# Tf-idf
Term Frequency-Inverse Document Frequency

#### Purpose:
- to evaluate how important a word is to a document in a collection or corpus



TF(Term Frequency), which measures how frequently a term occurs in a document. 

$$TF(\text{T, D}) = \frac{\text{Number of times term T appears in a document}}{\text{Total number of terms in the document D}}$$

IDF(Inverse Document Frequency), which measures how important a term is. While computing TF, all terms are considered equally important. However it is known that certain terms, such as "is", "of", and "that", may appear a lot of times but have little importance.
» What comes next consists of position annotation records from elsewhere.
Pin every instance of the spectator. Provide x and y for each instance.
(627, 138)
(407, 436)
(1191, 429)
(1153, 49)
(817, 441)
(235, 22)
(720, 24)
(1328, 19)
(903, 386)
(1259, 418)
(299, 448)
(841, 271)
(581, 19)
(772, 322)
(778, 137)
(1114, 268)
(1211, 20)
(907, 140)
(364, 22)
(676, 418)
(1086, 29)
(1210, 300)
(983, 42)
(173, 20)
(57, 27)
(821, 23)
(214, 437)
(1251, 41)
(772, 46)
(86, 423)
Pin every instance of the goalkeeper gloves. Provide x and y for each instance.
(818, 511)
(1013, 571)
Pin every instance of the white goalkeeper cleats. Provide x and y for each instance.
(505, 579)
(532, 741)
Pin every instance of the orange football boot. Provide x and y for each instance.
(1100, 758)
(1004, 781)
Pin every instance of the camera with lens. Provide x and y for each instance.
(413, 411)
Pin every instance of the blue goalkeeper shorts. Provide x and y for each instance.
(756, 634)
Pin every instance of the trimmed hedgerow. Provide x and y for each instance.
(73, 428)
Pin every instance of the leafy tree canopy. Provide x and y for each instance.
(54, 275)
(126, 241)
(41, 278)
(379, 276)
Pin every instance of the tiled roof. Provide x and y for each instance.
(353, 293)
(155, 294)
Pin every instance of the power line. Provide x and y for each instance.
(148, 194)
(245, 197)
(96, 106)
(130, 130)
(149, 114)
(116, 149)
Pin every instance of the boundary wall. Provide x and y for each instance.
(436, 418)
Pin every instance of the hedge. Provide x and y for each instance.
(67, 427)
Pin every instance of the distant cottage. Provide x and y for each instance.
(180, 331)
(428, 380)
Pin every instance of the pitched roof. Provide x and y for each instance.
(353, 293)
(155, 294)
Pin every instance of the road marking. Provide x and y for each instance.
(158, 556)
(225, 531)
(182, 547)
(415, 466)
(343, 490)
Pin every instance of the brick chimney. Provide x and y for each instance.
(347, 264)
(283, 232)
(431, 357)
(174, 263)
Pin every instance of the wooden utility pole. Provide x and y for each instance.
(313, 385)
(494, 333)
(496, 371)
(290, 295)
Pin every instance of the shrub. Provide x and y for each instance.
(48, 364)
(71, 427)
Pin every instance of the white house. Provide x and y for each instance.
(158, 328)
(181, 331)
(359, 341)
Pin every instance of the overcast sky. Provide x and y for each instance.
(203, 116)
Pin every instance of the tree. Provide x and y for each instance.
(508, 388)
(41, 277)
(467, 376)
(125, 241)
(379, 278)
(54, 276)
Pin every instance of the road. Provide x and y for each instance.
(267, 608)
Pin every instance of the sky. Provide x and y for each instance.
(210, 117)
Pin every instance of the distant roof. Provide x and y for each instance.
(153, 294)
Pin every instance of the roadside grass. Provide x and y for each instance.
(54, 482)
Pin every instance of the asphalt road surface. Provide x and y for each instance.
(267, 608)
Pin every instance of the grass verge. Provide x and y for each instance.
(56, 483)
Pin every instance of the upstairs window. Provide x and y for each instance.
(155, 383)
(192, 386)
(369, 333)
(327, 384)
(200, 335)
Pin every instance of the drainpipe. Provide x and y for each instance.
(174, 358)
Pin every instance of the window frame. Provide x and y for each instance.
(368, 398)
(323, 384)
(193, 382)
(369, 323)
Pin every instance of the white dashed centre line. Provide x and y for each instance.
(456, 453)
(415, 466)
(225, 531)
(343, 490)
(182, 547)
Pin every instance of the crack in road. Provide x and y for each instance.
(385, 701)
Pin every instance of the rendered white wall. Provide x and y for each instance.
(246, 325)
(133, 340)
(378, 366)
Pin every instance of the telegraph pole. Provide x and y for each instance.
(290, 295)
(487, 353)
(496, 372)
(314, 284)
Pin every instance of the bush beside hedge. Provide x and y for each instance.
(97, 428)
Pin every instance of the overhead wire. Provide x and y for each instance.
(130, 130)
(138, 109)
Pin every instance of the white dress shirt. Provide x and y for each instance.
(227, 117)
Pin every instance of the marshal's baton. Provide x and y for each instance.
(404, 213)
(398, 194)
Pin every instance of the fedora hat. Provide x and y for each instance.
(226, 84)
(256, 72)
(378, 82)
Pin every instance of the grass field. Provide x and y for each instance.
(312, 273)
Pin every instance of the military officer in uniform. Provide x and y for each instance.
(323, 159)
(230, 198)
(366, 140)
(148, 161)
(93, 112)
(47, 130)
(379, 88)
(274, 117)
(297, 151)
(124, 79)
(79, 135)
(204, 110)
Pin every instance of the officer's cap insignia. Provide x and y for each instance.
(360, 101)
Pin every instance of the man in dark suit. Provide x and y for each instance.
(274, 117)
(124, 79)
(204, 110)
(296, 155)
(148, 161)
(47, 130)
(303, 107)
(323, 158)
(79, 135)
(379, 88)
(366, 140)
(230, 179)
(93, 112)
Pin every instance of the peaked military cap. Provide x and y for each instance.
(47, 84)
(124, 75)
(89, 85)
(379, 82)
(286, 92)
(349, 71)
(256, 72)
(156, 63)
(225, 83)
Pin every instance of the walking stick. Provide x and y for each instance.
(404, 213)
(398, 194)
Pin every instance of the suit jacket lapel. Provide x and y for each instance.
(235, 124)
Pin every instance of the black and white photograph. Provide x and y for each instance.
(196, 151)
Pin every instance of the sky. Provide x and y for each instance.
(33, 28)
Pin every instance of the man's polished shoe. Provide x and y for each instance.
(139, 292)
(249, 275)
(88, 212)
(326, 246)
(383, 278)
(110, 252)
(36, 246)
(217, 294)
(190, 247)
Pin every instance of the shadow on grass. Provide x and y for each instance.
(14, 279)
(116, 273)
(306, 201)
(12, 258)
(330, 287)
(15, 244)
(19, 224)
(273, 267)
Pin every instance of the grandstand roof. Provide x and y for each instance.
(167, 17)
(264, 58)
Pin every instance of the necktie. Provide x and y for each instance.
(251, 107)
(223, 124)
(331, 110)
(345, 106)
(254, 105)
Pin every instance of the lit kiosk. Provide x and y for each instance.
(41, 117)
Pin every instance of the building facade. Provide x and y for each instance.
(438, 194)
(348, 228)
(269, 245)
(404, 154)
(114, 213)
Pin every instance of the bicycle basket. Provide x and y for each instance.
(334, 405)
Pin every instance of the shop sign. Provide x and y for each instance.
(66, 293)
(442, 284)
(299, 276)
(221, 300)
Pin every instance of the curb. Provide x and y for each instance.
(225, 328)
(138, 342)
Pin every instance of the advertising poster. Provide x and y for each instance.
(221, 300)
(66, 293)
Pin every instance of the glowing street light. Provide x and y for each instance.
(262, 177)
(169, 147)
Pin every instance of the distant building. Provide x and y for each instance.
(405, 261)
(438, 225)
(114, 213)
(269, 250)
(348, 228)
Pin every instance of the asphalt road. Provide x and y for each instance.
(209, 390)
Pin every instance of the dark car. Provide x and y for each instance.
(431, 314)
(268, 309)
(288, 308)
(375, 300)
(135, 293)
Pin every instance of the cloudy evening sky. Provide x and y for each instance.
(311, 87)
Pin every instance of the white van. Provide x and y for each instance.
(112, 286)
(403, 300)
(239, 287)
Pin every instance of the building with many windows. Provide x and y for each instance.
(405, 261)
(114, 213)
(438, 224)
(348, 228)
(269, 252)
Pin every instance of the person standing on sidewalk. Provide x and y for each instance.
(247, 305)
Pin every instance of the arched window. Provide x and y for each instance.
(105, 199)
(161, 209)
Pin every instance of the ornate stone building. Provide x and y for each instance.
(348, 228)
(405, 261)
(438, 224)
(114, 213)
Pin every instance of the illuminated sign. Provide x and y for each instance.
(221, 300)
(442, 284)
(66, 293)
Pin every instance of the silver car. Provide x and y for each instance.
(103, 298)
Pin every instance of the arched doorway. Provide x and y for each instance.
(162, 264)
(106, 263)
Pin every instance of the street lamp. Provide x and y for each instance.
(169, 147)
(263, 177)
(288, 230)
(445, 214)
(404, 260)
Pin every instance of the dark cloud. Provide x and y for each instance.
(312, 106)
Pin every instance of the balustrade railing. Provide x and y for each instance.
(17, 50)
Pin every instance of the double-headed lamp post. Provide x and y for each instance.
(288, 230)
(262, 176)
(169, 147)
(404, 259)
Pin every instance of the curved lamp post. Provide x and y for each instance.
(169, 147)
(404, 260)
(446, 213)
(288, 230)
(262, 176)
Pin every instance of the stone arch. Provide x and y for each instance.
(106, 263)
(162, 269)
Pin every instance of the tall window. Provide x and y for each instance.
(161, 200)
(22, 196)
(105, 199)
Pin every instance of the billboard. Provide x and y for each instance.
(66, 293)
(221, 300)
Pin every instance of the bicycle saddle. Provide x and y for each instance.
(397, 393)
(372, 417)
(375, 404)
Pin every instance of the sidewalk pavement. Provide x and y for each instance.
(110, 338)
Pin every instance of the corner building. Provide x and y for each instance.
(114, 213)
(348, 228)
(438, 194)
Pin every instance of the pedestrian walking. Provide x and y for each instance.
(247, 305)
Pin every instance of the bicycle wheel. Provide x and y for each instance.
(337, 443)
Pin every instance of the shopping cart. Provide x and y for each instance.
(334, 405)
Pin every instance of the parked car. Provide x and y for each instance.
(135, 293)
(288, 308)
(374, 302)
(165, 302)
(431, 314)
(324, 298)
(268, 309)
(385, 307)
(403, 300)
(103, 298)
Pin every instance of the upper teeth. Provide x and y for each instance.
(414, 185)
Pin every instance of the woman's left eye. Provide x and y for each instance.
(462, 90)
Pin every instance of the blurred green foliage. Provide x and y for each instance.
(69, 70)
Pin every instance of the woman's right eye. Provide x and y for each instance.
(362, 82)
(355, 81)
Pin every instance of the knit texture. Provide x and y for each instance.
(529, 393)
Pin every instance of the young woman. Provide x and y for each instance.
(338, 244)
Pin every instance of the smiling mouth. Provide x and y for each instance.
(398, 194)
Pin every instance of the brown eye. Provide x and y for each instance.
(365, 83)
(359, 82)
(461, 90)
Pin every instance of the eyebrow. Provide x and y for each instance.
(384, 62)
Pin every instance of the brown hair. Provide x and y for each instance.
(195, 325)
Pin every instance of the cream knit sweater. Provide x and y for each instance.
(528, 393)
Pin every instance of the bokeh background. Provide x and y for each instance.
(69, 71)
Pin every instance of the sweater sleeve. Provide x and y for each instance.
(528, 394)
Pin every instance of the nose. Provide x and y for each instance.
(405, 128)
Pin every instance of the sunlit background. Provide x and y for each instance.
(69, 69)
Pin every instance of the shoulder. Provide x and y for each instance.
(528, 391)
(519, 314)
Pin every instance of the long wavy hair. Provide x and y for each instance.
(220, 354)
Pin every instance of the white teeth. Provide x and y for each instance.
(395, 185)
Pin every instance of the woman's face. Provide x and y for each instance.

Thus we need to weigh down the frequent terms while scale up the rare ones, by computing the following:

$$IDF(\text{T, Corpus}) = log \{ \frac{\text{Total number of documents in Corpus}}{\text{Number of documents with term T in it}} \}$$

For each term T in a document D, we have:

$$tfidf(\text{T, D}) = TF(\text{T}, \text{D}) \cdot IDF(\text{T})$$

Given a doc D that has k unique terms, the vectorized form for D is:

$$\frac{tfidf[\text{term}_k]}{\sqrt{\sum_{i}^k \big ( tfidf[\text{term}_{i}] \big )^2}}$$


# Scikit Learn:
https://scikit-learn.org/stable/modules/feature_extraction.html#tfidf-term-weighting

In [1]:
from sklearn.feature_extraction.text import TfidfVectorizer

# one item per file:
corpus = [
    'This is the first document.',
    'This document is the second document.',
    'And this is the third one.',
    'Is this the first document?',
]

vectorizer = TfidfVectorizer()
X = vectorizer.fit_transform(corpus)

In [2]:
# unique token/terms:
print(vectorizer.get_feature_names())

['and', 'document', 'first', 'is', 'one', 'second', 'the', 'third', 'this']


In [3]:
# shape of the matrix of the transformed corpus:
print(X.shape)

(4, 9)


In [4]:
# print the transformed corpus:
X.toarray()

array([[0.        , 0.46979139, 0.58028582, 0.38408524, 0.        ,
        0.        , 0.38408524, 0.        , 0.38408524],
       [0.        , 0.6876236 , 0.        , 0.28108867, 0.        ,
        0.53864762, 0.28108867, 0.        , 0.28108867],
       [0.51184851, 0.        , 0.        , 0.26710379, 0.51184851,
        0.        , 0.26710379, 0.51184851, 0.26710379],
       [0.        , 0.46979139, 0.58028582, 0.38408524, 0.        ,
        0.        , 0.38408524, 0.        , 0.38408524]])

In [5]:
vectorizer.transform(['This is the first document']).toarray()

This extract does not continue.